Use this mapper when the common name (cn) attribute in LDAP contains both first and last names, and you need to store them separately in vuSmartMaps.

Viewing Mapper

Click on a mapper's name to view specific details.

Editing the Mapper

To edit the existing mapper, click on the Edit icon across that respective mapper and edit the configuration as required.

Deleting the Mapper

To remove the existing mapper from the user federation page, click on the Delete icon across the respective mapper. Accepting the warning by clicking on the Delete button shall remove this mapper.

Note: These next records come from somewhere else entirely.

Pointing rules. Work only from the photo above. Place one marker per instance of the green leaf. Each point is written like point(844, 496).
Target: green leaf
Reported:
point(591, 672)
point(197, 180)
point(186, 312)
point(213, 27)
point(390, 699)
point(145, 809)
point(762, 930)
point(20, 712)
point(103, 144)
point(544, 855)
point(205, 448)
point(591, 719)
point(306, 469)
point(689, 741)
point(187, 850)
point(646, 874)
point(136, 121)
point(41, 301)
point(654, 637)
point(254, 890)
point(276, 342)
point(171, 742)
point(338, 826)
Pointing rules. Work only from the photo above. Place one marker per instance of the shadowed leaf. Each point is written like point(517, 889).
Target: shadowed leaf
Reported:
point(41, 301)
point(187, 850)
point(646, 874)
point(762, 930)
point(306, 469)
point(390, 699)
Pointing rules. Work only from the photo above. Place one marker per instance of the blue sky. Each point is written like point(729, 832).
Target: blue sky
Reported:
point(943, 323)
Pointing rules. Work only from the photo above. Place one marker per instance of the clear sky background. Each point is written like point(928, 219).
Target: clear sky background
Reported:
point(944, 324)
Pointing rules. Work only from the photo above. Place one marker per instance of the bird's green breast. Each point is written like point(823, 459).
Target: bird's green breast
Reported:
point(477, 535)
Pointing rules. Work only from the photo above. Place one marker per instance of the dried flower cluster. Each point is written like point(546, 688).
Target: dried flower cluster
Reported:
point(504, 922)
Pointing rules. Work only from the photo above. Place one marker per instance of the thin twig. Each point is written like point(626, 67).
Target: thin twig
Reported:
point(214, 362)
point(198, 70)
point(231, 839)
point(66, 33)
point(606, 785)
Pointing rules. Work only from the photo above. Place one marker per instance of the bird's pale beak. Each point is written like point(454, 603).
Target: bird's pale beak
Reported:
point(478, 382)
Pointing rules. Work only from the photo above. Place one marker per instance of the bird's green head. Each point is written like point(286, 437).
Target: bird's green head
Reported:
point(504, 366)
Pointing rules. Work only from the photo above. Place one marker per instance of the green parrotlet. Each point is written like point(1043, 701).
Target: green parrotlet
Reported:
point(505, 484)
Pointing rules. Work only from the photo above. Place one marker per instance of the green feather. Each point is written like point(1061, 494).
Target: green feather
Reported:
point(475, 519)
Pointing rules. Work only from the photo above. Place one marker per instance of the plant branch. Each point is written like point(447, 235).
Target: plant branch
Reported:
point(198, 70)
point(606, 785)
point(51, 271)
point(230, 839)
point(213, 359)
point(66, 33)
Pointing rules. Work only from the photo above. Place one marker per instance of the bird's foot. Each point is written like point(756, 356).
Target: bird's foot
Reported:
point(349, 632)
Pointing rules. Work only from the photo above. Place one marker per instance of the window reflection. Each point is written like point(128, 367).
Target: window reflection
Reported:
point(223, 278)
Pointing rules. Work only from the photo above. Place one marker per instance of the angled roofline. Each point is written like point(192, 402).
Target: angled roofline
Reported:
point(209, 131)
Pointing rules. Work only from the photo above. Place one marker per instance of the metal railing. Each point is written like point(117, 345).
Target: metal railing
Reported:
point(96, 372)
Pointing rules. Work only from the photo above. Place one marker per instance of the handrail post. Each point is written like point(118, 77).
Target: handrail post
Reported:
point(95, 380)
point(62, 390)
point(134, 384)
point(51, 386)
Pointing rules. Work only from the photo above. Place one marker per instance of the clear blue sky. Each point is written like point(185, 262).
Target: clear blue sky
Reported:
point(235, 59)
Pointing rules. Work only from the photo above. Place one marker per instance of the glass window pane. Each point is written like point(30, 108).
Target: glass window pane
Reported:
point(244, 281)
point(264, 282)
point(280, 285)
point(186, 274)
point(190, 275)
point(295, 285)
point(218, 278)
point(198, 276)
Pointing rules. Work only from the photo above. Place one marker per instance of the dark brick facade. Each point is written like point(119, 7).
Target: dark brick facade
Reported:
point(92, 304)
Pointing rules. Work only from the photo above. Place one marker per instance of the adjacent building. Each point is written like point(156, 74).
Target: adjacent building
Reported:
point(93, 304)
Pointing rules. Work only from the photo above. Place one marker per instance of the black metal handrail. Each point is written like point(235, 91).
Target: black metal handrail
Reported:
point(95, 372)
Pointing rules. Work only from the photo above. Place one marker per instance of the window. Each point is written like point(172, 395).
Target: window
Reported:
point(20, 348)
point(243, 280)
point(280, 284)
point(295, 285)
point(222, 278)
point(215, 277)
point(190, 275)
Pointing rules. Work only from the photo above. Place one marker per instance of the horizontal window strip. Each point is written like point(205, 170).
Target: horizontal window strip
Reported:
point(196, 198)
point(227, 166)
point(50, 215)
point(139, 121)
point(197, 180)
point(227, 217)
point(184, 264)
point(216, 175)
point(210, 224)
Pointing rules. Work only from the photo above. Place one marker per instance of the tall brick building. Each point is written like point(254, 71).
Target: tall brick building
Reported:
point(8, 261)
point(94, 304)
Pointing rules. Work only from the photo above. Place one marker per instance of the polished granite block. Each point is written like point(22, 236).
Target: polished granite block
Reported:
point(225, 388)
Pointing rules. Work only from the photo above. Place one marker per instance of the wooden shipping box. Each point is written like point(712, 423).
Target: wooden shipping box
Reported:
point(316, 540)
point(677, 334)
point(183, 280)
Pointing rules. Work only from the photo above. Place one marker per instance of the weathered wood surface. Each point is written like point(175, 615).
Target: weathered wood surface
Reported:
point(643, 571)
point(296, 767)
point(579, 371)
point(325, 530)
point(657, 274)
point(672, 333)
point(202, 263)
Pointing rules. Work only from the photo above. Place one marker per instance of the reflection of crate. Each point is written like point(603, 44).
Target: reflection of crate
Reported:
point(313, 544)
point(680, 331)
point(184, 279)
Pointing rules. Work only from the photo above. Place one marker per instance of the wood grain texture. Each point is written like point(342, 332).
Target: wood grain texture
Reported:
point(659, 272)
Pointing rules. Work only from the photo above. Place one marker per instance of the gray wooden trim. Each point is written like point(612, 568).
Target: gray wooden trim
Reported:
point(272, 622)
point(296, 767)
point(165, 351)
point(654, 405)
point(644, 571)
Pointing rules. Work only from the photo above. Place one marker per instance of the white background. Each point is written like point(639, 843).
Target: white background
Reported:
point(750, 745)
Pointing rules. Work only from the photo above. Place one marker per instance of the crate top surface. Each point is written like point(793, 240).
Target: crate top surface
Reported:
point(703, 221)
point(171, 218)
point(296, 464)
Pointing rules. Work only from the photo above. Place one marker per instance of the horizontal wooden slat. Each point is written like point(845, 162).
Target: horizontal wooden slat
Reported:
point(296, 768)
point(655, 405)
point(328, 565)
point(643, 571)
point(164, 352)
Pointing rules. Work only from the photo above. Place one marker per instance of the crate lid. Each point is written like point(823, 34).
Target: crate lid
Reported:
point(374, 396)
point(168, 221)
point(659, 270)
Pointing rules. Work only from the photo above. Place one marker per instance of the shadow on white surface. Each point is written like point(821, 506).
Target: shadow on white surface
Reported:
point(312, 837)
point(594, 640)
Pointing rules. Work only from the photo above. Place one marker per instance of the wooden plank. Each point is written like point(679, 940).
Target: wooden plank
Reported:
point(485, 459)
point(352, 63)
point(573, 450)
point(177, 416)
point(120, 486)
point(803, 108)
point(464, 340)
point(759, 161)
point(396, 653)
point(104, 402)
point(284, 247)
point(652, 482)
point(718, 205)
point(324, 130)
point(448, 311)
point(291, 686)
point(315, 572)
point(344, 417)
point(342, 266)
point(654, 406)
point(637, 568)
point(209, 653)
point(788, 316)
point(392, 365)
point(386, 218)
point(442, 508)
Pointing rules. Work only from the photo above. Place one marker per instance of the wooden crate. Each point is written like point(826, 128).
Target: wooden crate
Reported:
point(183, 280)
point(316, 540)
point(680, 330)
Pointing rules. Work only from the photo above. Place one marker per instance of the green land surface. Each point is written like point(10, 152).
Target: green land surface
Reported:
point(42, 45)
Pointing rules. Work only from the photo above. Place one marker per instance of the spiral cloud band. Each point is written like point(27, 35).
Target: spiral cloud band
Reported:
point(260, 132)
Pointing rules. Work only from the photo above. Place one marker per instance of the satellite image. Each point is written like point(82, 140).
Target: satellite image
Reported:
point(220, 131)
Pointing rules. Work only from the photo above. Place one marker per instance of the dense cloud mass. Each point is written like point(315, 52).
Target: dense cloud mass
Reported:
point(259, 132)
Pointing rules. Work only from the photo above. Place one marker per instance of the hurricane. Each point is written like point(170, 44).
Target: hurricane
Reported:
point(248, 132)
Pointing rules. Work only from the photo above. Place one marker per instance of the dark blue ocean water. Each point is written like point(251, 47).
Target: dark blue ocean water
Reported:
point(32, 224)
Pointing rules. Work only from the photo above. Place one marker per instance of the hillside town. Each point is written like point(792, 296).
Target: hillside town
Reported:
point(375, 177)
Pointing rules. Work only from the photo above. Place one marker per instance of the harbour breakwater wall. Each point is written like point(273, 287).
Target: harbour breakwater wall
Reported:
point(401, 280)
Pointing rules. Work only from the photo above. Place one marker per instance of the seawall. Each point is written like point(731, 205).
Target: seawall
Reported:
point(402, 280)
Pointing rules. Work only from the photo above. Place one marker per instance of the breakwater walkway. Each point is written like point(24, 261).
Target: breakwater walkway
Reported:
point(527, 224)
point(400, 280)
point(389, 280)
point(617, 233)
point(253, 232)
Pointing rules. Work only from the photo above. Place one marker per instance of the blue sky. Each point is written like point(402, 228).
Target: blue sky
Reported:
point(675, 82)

Deleting LDAP Configuration

1. To delete the existing LDAP configuration, click the Delete icon on the user federation landing page.
2. Accept the warning message to remove the LDAP configuration.

Syncing Users with LDAP Server

You can sync users with the options available, as required.

1. Sync changed users
2. Sync all users
3. Remove Imported Users

To view the users added by the LDAP provider, navigate to the User Management module.

note

When LDAP is configured and synchronization occurs, all LDAP users are imported into the system. However, by applying the Vunet-* filter to the group, only the groups with this prefix will be pulled. Additionally, in the user management module, all roles with the Vunet- prefix will be listed.

Assigning Permissions to LDAP Roles

Administrators can assign permissions to LDAP roles within vuSmartMaps to ensure appropriate access control for different users.

Steps to Assign or Modify Permissions

1. Navigate to the User Management module and select the Roles tab.
2. Locate the Role for which permissions need to be assigned or modified.
3. Click on Edit Role Permissions to open the permission configuration modal.
4. In the modal, assign or modify the necessary permissions as required.
5. Click Save to apply the changes.

Object-Level Permissions

For specific objects such as Dashboards, Alerts, and Reports, ensure that Data Access Policies are correctly configured to grant appropriate access rights.

To modify object-level permissions:

1. Navigate to the respective module (e.g., Dashboards, Alerts, Reports).
2. Locate the object and open the permissions settings.
3. Assign or edit access permissions based on organizational requirements.
4. Save the changes to enforce the new permissions.

Example: For modifying Dashboard Permissions, detailed steps are available in the Dashboard Module documentation.

Signing in with LDAP Provider

Once successfully configured, logging in through the LDAP provider is as straightforward as a standard login, using default username/password forms for authentication.